Conservative MEP Duncan appointed EU Parliament rapporteur for post-2020 EU ETS reforms

Published 09:10 on September 16, 2015  /  Last updated at 09:48 on September 16, 2015  /  EMEA, EU ETS

Scottish Conservative MEP Ian Duncan, a member of the right-wing Eurosceptic ECR political grouping, has been appointed rapporteur for the post-2020 EU ETS reforms and is tasked with steering the package through the European Parliament.

Scottish Conservative MEP Ian Duncan, a member of the right-wing Eurosceptic ECR political grouping, has been appointed rapporteur for the post-2020 EU ETS reforms and is tasked with steering the package through the European Parliament.

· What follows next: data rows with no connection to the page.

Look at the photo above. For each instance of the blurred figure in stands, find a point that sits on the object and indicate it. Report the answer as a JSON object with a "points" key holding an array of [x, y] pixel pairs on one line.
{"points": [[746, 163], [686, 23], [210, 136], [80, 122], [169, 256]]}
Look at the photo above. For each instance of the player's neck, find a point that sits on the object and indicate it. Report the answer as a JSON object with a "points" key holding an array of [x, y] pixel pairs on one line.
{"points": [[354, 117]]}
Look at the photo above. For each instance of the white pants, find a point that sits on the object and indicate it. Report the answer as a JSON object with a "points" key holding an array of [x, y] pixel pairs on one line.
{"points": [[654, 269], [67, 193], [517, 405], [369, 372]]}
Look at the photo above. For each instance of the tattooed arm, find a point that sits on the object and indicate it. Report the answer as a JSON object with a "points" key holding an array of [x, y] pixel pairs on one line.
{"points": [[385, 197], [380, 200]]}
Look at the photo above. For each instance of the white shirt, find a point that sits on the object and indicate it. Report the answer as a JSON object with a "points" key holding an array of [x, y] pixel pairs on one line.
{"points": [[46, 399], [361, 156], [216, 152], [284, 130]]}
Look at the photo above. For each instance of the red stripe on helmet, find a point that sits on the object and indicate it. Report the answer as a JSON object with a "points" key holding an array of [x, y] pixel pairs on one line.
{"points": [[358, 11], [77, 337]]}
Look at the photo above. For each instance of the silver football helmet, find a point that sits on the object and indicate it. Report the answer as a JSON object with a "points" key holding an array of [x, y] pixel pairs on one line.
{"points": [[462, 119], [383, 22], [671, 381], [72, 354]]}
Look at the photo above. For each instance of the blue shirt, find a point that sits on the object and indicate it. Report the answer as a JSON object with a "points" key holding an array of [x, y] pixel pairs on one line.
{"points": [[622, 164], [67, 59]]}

Duncan was selected by fellow MEPs in a vote on Wednesday morning, according to an emailed statement from the Parliament.

“The ETS as it stands is broken. This may be our only chance to prove to Europe and the rest of the world that emissions trading systems can work,” Duncan said.

“We need to strike the right balance between protecting industry and jobs, and meeting our climate change obligations. I don’t think those goals are mutually exclusive, but I do know that the EU ETS as it stands is not delivering either.”

“I want to be as open and as transparent as possible in dealing with this report, taking in as wide a range of views as possible.”

A rapporteur is tasked with a neutral role in chairing discussions among political party groupings and setting a legislative timetable, initially in the Parliament’s environment committee.

Duncan was a shadow rapporteur who co-ordinated his party’s position on the MSR and was among the Parliament’s delegation at the Lima UN climate conference.

While lawmakers eventually agreed the MSR to start in 2019, Duncan supported moves to launch it as early as 2017.

Elected in 2014, Duncan is a relatively inexperienced MEP, though he previously spent eight years in Brussels as an envoy for the Scottish Parliament.

The rapporteur’s first task will be to write a report responding to the European Commission proposal, published in July and setting out how the EU ETS will meet its share of the bloc’s overall goal to cut greenhouse gas emissions 40% under 1990 levels.

The proposal must be agreed by a majority of member states and the bloc’s parliament and is expected to take at least a year to be agreed.

The length of the bill’s passage into law could depend on whether lawmakers are comfortable in advancing its work ahead of related bills covering non-ETS and land use sectors, which are only due to be published in the first half of 2016.